The yuan held steady on Tuesday after the central bank set a stronger mid-point, sending a strong signal that global movements in the dollar will be the dominant factor in guiding the yuan's value in the near term. The dollar traded slightly weaker overnight, prompting the People's Bank of China (PBOC) to set a stronger mid-point, following three days in which a rising dollar was met with weaker mid-points.
Spot yuan closed at 6.3150 on Tuesday, 4 pips weaker than Monday's close of 6.3146. The PBOC will continue to let the direction of the dollar index determine the trend in its daily fixings in the near term, traders said. The two rates generally move in opposite directions.
"Looking at the last several trading days since the New Year, the link between the mid-point and the dollar index has been quite high," said a foreign exchange trader at a city commercial bank in Shanghai. The trend indicates that the government's stated policy of keeping the yuan exchange rate "basically stable" does not refer exclusively to the yuan-dollar rate, but rather to the yuan's value against a broader basket of global currencies.

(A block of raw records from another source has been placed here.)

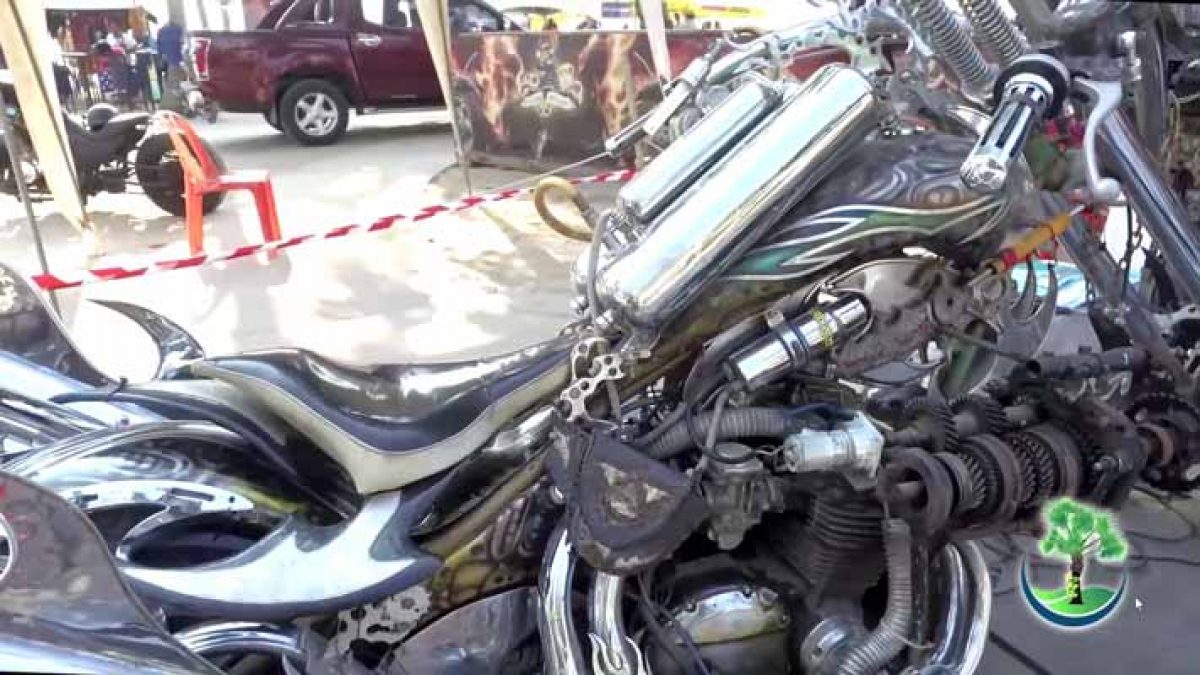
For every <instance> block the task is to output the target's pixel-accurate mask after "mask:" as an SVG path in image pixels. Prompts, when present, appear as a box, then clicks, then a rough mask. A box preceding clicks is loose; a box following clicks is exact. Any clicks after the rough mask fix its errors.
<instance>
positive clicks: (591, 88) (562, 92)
mask: <svg viewBox="0 0 1200 675" xmlns="http://www.w3.org/2000/svg"><path fill="white" fill-rule="evenodd" d="M720 35H721V34H720V32H719V31H674V32H671V34H668V36H667V44H668V48H670V54H671V70H672V72H673V73H678V72H679V71H682V70H683V68H684V67H685V66H686V65H688V64H689V62H690V61H691V60H692V59H695V58H696V56H700V55H701V54H703V53H704V52H706V50H707V49H708V47H709V46H710V44H712V43H713V41H714V40H716V38H719V37H720ZM452 50H454V67H455V82H454V104H452V110H454V114H455V117H456V120H455V121H456V125H457V127H458V133H460V135H461V136H462V141H463V149H464V151H466V153H467V155H468V156H469V157H470V160H472V161H473V162H479V163H487V165H497V166H508V167H517V168H524V169H534V171H546V169H551V168H553V167H558V166H563V165H566V163H571V162H576V161H580V160H582V159H586V157H590V156H593V155H595V154H596V153H599V151H600V150H601V149H602V145H604V139H605V138H607V137H608V136H611V135H613V133H616V132H617V131H619V130H620V129H622V127H624V126H625V125H626V124H629V123H630V121H632V120H634V119H637V117H638V115H640V114H641V113H643V112H646V110H647V109H649V108H650V107H652V106H654V104H655V103H658V101H659V100H661V96H662V95H661V90H660V86H659V82H658V79H656V78H655V74H654V67H653V65H652V61H650V47H649V42H648V40H647V36H646V32H643V31H581V32H558V31H548V32H517V34H461V35H458V36H456V37H455V38H454V47H452ZM833 60H844V58H842V56H841V53H840V52H832V50H820V52H812V53H809V54H802V55H800V56H799V58H797V59H796V60H793V62H792V65H791V72H792V74H794V76H796V77H802V78H803V77H808V74H809V73H811V72H812V71H814V70H816V68H817V67H820V66H821V65H823V64H827V62H829V61H833Z"/></svg>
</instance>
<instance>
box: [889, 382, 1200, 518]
mask: <svg viewBox="0 0 1200 675" xmlns="http://www.w3.org/2000/svg"><path fill="white" fill-rule="evenodd" d="M1198 419H1200V418H1198ZM898 420H899V425H898V428H896V429H895V430H894V431H892V432H890V434H889V435H888V441H889V446H890V448H889V450H888V454H887V460H886V464H884V467H883V471H882V472H881V474H880V480H878V484H877V492H878V497H880V500H881V501H882V502H883V503H886V504H888V508H889V509H890V510H892V513H895V514H898V515H900V516H901V518H904V519H905V520H907V521H908V522H910V524H911V525H912V526H913V527H914V530H916V531H917V532H920V533H924V534H934V533H936V532H941V531H943V530H946V528H948V527H953V528H959V530H971V531H986V530H990V528H994V527H1003V526H1006V525H1007V524H1009V522H1012V521H1013V520H1014V519H1021V518H1027V516H1030V515H1032V514H1033V513H1034V512H1036V509H1037V507H1038V506H1040V504H1042V503H1043V502H1045V501H1046V500H1048V498H1050V497H1054V496H1060V495H1069V496H1076V495H1079V494H1080V492H1081V490H1082V488H1084V485H1085V484H1087V482H1086V476H1085V474H1086V471H1087V467H1088V461H1087V455H1088V452H1090V447H1088V443H1087V442H1086V440H1085V436H1084V435H1081V434H1078V432H1074V430H1070V429H1067V428H1066V425H1064V424H1062V423H1060V422H1056V420H1046V419H1044V418H1042V416H1040V414H1038V412H1037V405H1036V402H1034V401H1031V400H1022V401H1020V402H1018V405H1014V406H1004V405H1002V404H1001V402H1000V401H997V400H996V399H994V398H991V396H988V395H980V394H972V395H970V396H964V398H960V399H955V400H953V401H950V402H949V404H948V405H947V404H941V402H937V401H931V400H929V399H918V400H914V401H913V402H911V404H910V405H907V406H905V407H904V408H902V411H901V412H900V414H899V416H898Z"/></svg>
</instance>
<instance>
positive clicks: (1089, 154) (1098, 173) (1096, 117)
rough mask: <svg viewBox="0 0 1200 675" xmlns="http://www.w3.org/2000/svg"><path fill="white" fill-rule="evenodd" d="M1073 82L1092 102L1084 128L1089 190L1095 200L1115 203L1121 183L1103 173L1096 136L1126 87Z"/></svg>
mask: <svg viewBox="0 0 1200 675" xmlns="http://www.w3.org/2000/svg"><path fill="white" fill-rule="evenodd" d="M1072 86H1074V88H1075V89H1078V90H1080V91H1081V92H1082V94H1084V95H1086V96H1087V97H1088V100H1091V102H1092V112H1091V113H1090V114H1088V115H1087V126H1086V127H1085V129H1084V168H1085V169H1086V172H1087V191H1088V193H1090V195H1088V196H1090V198H1091V199H1092V201H1093V202H1102V203H1105V204H1111V203H1114V202H1116V201H1117V198H1118V197H1120V196H1121V184H1120V183H1117V180H1116V179H1112V178H1105V177H1102V175H1100V154H1099V149H1098V148H1097V141H1096V137H1097V135H1098V133H1099V130H1100V124H1103V123H1104V119H1105V118H1108V117H1109V115H1110V114H1112V113H1114V112H1115V110H1116V109H1117V108H1118V107H1120V106H1121V97H1122V96H1123V90H1122V86H1121V83H1120V82H1099V80H1094V79H1087V78H1084V77H1076V78H1075V79H1074V80H1072Z"/></svg>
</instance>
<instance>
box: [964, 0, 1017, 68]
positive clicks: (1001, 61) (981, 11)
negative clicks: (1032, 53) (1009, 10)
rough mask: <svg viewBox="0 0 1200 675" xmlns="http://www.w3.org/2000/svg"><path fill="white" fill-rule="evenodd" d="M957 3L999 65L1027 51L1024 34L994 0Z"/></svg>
mask: <svg viewBox="0 0 1200 675" xmlns="http://www.w3.org/2000/svg"><path fill="white" fill-rule="evenodd" d="M959 4H960V5H961V6H962V11H964V12H966V14H967V20H968V22H971V29H972V30H973V31H974V35H976V38H977V40H978V41H979V42H980V43H983V46H984V47H985V48H986V49H989V50H990V52H991V53H992V55H995V56H996V58H997V59H1000V65H1002V66H1008V65H1010V64H1012V62H1013V61H1015V60H1016V59H1019V58H1020V56H1021V54H1025V53H1026V52H1028V44H1026V42H1025V36H1024V35H1021V31H1020V30H1018V29H1016V26H1015V25H1014V24H1013V23H1012V22H1010V20H1008V17H1006V16H1004V12H1003V11H1002V10H1001V8H1000V4H998V2H996V0H959Z"/></svg>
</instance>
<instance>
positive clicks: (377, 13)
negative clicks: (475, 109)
mask: <svg viewBox="0 0 1200 675" xmlns="http://www.w3.org/2000/svg"><path fill="white" fill-rule="evenodd" d="M450 26H451V29H452V30H455V31H460V32H461V31H502V30H517V26H516V24H514V23H512V22H511V20H509V19H505V18H504V17H503V16H502V14H500V13H499V12H498V11H496V10H494V8H492V7H491V6H488V5H486V4H484V2H481V1H480V0H451V1H450ZM192 59H193V66H194V68H196V74H197V78H198V79H199V83H200V90H202V91H203V92H204V96H205V97H208V98H209V100H211V101H216V102H217V104H218V106H220V107H221V108H222V109H226V110H230V112H235V113H250V112H258V113H262V114H263V117H264V118H265V119H266V123H268V124H270V125H271V126H272V127H275V129H276V130H278V131H283V132H286V133H288V135H289V136H292V137H293V138H295V139H296V141H298V142H300V143H304V144H306V145H328V144H330V143H334V142H336V141H337V139H338V138H341V137H342V135H343V133H344V132H346V126H347V124H348V123H349V118H350V109H354V110H355V112H358V113H360V114H361V113H364V112H366V109H374V108H413V107H427V106H442V104H444V101H443V96H442V89H440V86H439V85H438V77H437V72H436V71H434V68H433V59H432V58H431V56H430V49H428V47H427V46H426V43H425V34H424V32H422V30H421V23H420V17H418V13H416V7H415V2H413V0H350V1H346V2H338V1H335V0H293V1H284V2H281V4H278V5H275V6H272V7H271V8H270V11H269V12H268V13H266V16H265V17H263V20H262V22H259V24H258V26H257V28H256V29H254V30H246V31H203V30H199V31H193V32H192Z"/></svg>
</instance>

Traders expect that spot yuan will trade in a narrow range for the next several weeks. The spot rate has hovered slightly above the central bank's mid-point in the first few days of the year, a shift from the end of 2011, when the yuan consistently traded below the fixing. In the offshore non-deliverable forwards market, one-year NDFs tracked the onshore movement, reaching 6.3220 in late afternoon on Tuesday, 80 pips stronger than Monday's close.